Cache Me If You Can
Palo Alto, 2019
Cache Me If You Can is on view in King Plaza, Palo Alto in front of Palo Alto City hall through June 2020. The project, commissioned by the City of Palo Alto City is a three-dimensional, materialized image documenting the life of the plaza over the course of one day.
Moving around the structure and then inside, the 20 printed surfaces chart the course of one day, May 31st, 2019, describing the activity that took place, the changing light levels and shifting shadow patterns.
Unfolded Elevation: Exterior (left) and Interior (right)
Geometrically, the structure is composed of 10 identical triangular panels cut from rigid PVC plastic plastic sheets. Each panel is printed on both sides with a projected pattern derived from photographs of the site, and perforated with a custom pattern designed to match the printed pattern.

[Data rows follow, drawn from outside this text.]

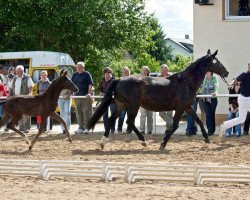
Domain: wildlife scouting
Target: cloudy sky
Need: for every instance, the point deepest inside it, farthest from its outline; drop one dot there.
(175, 16)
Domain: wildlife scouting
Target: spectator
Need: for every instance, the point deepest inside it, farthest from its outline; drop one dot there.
(3, 74)
(12, 70)
(166, 116)
(246, 124)
(125, 72)
(9, 83)
(233, 109)
(3, 93)
(191, 127)
(243, 101)
(146, 114)
(42, 86)
(103, 86)
(22, 85)
(83, 80)
(210, 87)
(64, 103)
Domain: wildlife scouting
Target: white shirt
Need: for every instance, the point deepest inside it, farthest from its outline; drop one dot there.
(4, 79)
(19, 82)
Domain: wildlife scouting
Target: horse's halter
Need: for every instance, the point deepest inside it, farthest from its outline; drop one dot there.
(224, 79)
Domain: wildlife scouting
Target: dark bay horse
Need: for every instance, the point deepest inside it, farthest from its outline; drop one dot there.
(43, 105)
(157, 94)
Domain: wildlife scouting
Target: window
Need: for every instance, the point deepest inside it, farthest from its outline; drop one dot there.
(237, 9)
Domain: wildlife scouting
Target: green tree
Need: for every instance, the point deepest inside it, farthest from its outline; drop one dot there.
(179, 63)
(160, 51)
(82, 28)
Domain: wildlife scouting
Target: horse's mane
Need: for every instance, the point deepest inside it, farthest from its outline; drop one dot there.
(192, 67)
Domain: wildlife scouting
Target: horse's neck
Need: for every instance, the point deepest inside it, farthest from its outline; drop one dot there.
(196, 75)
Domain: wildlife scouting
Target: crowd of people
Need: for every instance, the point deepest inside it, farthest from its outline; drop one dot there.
(15, 82)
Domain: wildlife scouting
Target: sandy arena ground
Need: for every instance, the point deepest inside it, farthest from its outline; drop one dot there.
(123, 148)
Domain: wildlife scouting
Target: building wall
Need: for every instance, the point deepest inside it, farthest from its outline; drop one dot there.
(231, 38)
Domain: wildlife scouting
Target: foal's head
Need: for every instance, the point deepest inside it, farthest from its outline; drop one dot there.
(65, 82)
(214, 65)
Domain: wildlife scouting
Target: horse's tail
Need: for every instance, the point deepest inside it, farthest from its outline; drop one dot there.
(106, 101)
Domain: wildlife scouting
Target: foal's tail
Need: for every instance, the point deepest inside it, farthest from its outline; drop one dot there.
(106, 101)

Approaching from the front, on axis with city hall, the printed pattern aligns with its surroundings: the building’s fenestration runs down across folded surfaces of the pavilion, and the plaza’s gridded paving pattern extends up to meet it. From other angles, this view is stretched, folded and mirrored, creating other, less faithful views.
Each pixel of the photograph produced 5 circles in a range of hues that, when averaged together, match the hue of the original pixel. From a distance, the photograph is clear, but up close, the surface of the pavilion disintegrates into an abstract pattern of vibrating discs.
Interior shadow patterns re-produce the exterior images.